When McKinsey was later called upon to “dismantle” the aggressive sales campaign, according to the lawsuits, Mr Landau was quoted as saying that this was “something we should have done five years ago”.
On Wednesday, a McKinsey spokesman said the company had “fully cooperated with opioid investigations” and announced in 2019 that it would “not advise clients around the world on opioid-specific businesses.”
In a statement last month, Sacklers said family members “who served on Purdue’s board of directors acted ethically and legally.”
McKinsey’s involvement in the opioid crisis became clear early last year with the release of documents from Massachusetts, one of the countries that tried Purdue. These records show that McKinsey is helping Purdue find a way to “counteract the emotional messages of mothers with teens who have overdosed” from OxyContin.
On Tuesday, Purdue pleaded guilty to criminal charges, including defrauding federal health agencies and paying illegal refusals to doctors. The company also faces about $ 8.3 billion in sanctions. As part of the agreement, members of the Sackler family will pay $ 225 million in civil fines.
In a statement issued after the announcement of the agreement in October, Purdue said he “deeply regrets and takes responsibility” for the misconduct related to the placing on the market of OxyContin.
The federal agreement with Purdue comes as states and municipalities seek compensation from opioid manufacturers to support a health crisis that has killed more than 450,000 Americans since 1999. Purdue is now seeking protection against bankruptcy, as are other manufacturers.
“This is the banality of evil, an MBA edition,” said Anand Giridharadas, a former McKinsey consultant who reviewed the company’s paperwork with Purdue. “They knew what was going on. And they found a way to look past him, through him, around him, to answer the only questions that interest them: how to make money for the client and when the walls close, how to protect themselves. “
Mr. Giridharadas is a contributor to the New York Times who wrote a book for 2018 that explores the power of elites, including those at McKinsey, on how they avoid liability for social harm.

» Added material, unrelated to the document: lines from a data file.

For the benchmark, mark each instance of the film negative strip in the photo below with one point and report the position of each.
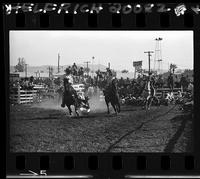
(102, 90)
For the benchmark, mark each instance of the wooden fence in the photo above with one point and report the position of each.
(18, 96)
(160, 90)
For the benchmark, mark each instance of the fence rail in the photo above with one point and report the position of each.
(18, 96)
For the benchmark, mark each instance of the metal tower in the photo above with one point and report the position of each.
(158, 56)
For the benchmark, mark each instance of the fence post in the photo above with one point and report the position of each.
(18, 94)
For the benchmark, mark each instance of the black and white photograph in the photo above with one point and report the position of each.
(101, 91)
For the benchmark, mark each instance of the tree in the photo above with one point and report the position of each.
(20, 67)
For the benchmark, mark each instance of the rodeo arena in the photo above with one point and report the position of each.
(79, 110)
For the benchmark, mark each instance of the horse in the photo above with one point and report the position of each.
(149, 93)
(112, 96)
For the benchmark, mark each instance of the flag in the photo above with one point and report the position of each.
(137, 63)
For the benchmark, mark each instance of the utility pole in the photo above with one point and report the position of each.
(58, 63)
(26, 70)
(149, 55)
(158, 54)
(87, 62)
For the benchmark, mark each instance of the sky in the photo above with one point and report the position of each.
(120, 48)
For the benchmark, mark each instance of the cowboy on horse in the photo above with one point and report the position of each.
(111, 94)
(149, 92)
(68, 88)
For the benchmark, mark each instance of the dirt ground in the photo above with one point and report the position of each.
(35, 128)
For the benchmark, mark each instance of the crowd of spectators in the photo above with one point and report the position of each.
(100, 80)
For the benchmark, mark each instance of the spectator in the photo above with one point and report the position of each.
(160, 82)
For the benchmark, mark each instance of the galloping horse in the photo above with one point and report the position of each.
(112, 96)
(70, 98)
(149, 93)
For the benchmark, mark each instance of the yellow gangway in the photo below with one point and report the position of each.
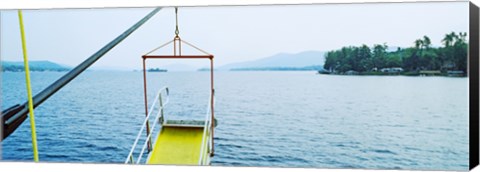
(177, 145)
(177, 142)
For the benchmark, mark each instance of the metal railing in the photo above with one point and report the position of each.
(207, 136)
(159, 116)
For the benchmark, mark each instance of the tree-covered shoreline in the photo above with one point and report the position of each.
(422, 58)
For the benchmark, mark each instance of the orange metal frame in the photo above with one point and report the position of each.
(175, 56)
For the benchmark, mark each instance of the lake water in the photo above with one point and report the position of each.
(281, 119)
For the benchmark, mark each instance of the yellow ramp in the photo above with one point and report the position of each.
(177, 145)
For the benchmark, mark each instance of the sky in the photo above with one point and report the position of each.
(231, 34)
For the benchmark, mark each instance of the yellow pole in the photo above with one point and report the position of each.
(29, 88)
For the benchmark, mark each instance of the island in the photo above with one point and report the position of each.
(156, 70)
(35, 66)
(420, 60)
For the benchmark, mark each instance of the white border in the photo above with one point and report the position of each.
(56, 4)
(51, 4)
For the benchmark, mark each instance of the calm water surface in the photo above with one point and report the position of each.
(283, 119)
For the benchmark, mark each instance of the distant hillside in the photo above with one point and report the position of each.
(283, 61)
(33, 65)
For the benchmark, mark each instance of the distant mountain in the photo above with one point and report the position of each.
(33, 66)
(282, 61)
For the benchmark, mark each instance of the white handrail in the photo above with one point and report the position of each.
(130, 155)
(207, 128)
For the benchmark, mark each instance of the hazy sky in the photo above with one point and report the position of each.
(232, 34)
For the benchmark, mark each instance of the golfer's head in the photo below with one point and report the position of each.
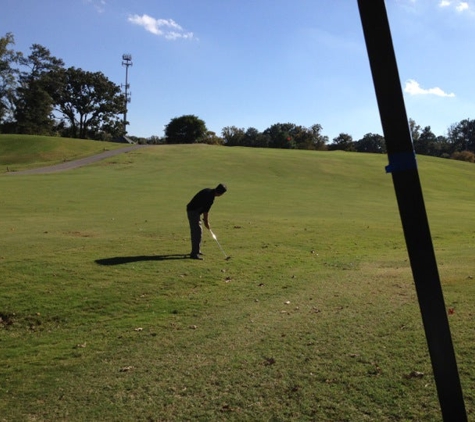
(220, 189)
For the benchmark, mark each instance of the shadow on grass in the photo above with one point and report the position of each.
(118, 260)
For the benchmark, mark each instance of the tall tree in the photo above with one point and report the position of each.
(8, 73)
(461, 136)
(342, 142)
(371, 142)
(90, 103)
(34, 102)
(233, 136)
(186, 129)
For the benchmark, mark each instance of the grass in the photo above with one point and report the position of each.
(314, 318)
(20, 152)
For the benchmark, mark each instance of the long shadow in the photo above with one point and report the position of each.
(119, 260)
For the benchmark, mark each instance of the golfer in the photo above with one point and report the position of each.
(201, 204)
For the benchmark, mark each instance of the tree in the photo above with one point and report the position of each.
(233, 136)
(461, 136)
(90, 103)
(281, 136)
(186, 129)
(34, 102)
(415, 130)
(342, 142)
(8, 58)
(371, 142)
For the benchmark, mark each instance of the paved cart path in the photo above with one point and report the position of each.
(68, 165)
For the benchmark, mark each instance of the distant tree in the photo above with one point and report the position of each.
(371, 142)
(34, 103)
(233, 136)
(343, 142)
(461, 136)
(425, 143)
(186, 129)
(415, 130)
(467, 156)
(8, 73)
(211, 138)
(318, 141)
(90, 103)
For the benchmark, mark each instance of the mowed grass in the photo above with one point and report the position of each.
(314, 317)
(21, 152)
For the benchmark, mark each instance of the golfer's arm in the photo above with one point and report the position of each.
(205, 219)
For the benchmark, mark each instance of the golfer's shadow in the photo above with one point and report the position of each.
(119, 260)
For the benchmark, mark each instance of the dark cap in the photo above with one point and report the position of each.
(221, 189)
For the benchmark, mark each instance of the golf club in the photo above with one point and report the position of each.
(222, 250)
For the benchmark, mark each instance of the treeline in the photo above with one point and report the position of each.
(40, 96)
(458, 144)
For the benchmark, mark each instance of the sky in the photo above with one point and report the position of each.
(254, 63)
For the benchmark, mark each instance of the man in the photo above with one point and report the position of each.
(201, 204)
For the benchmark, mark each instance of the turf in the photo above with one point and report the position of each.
(313, 318)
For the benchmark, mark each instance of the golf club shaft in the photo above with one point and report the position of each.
(220, 247)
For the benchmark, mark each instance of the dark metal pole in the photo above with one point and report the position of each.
(403, 167)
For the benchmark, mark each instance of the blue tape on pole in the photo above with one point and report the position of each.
(401, 161)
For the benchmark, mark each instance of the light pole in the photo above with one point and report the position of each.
(126, 61)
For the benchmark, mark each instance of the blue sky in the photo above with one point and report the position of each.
(253, 63)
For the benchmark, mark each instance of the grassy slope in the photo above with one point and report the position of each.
(20, 152)
(314, 317)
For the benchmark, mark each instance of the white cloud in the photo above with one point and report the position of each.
(99, 5)
(412, 87)
(460, 6)
(166, 28)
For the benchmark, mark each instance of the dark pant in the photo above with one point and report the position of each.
(196, 231)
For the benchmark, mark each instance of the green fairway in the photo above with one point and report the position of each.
(314, 317)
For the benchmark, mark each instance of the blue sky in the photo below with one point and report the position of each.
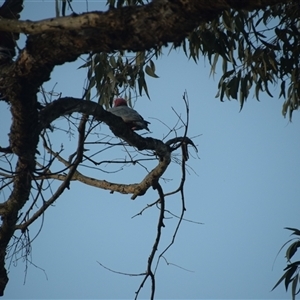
(244, 188)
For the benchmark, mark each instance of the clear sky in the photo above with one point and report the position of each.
(243, 186)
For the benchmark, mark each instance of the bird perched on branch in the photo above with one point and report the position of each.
(129, 115)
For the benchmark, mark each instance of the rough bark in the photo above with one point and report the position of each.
(56, 41)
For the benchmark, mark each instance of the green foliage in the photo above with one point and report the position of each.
(261, 47)
(291, 274)
(257, 50)
(118, 73)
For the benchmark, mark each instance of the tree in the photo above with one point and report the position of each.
(225, 29)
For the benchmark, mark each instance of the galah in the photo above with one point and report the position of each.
(129, 115)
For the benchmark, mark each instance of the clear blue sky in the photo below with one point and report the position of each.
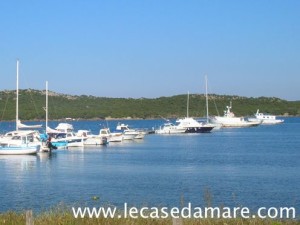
(152, 48)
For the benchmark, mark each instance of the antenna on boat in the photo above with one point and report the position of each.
(46, 105)
(187, 106)
(207, 119)
(17, 96)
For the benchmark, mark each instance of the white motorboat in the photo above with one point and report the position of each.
(22, 143)
(92, 139)
(170, 128)
(111, 137)
(230, 120)
(265, 118)
(130, 134)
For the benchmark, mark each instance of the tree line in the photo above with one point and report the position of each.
(32, 106)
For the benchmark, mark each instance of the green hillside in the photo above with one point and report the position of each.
(31, 103)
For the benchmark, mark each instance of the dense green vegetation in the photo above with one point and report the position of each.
(32, 102)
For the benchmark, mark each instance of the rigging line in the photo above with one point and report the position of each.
(215, 104)
(53, 105)
(31, 97)
(5, 106)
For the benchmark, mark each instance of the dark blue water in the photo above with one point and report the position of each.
(252, 167)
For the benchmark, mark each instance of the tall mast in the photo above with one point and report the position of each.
(17, 96)
(187, 106)
(206, 96)
(46, 105)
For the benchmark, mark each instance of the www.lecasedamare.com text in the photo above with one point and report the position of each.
(185, 212)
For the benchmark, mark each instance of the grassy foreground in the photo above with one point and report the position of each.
(50, 218)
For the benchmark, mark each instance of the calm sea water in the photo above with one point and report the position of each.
(252, 167)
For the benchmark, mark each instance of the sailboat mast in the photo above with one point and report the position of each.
(17, 97)
(46, 105)
(187, 105)
(206, 96)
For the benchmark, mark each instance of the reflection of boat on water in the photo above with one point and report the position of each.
(18, 163)
(19, 150)
(230, 120)
(265, 118)
(130, 134)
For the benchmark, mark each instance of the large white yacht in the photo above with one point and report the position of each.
(230, 120)
(170, 128)
(265, 118)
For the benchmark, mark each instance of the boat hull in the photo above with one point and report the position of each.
(204, 129)
(28, 150)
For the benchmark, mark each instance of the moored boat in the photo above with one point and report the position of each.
(170, 128)
(266, 118)
(230, 120)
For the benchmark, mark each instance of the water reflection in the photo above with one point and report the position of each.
(18, 162)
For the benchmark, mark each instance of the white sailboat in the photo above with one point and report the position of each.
(18, 121)
(20, 142)
(191, 125)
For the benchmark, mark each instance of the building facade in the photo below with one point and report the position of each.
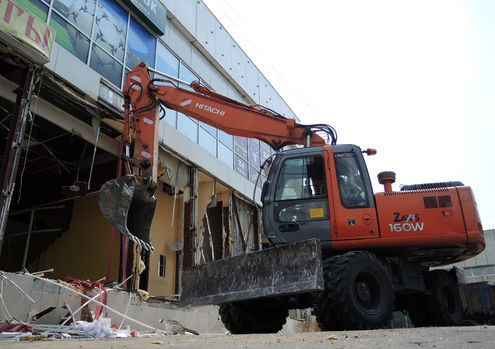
(71, 146)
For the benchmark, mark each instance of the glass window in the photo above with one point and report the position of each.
(351, 184)
(166, 62)
(301, 190)
(212, 130)
(111, 28)
(188, 126)
(301, 178)
(241, 166)
(140, 46)
(106, 65)
(240, 146)
(226, 139)
(207, 141)
(36, 7)
(253, 174)
(79, 12)
(186, 75)
(226, 155)
(70, 38)
(162, 264)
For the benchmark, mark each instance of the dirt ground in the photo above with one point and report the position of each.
(451, 337)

In recent years, McKinsey has drawn criticism and unwanted attention to his relations around the world, including in authoritarian countries such as China, Russia and Saudi Arabia. Her business in South Africa was destroyed after McKinsey worked with companies linked to a corruption scandal that led to the ouster of the country’s president. In the United States, McKinsey has worked with President Trump’s immigration and customs administration to suggest ways to reduce food and housing costs for detainees.
Documents released last week detail McKinsey’s work with Purdue since 2008, a year after the drugmaker pleaded guilty to misleading regulators. Earlier, the Food and Drug Administration told Purdue that OxyContin would face sales restrictions and that doctors who prescribe it would require specialized training.
The Sackler family saw the rules as a threat and, joining McKinsey, planned to “team up” with other opioid manufacturers to withdraw, according to an email. McKinsey prepared Purdue managers for a vital meeting ahead of the FDA’s advisory committee, which reviewed OxyContin’s proposed reformulation to make it less susceptible to abuse. The reformulation came on the market in 2010.
McKinsey gathered briefings that awaited the questions Purdue would receive. One possible question: “Who in Purdue is personally responsible for these deaths?”
Suggested answer: “We all feel responsible.”
Dr. Richard Sackler, now a family patriarch, was pleased with the preparation, writing to his daughter in an e-mail from January 2009: “Mariana, I am writing to tell you how impressed I was with the preparations for the FDA meeting. Both the method and the process, as well as the content, were excellent and a significant departure from similar efforts in the past. “
Purdue’s FDA meeting seems at least partially successful. “Even to this day, the FDA has never required specialized training for OxyContin prescribers,” wrote state attorneys who filed the documents last week.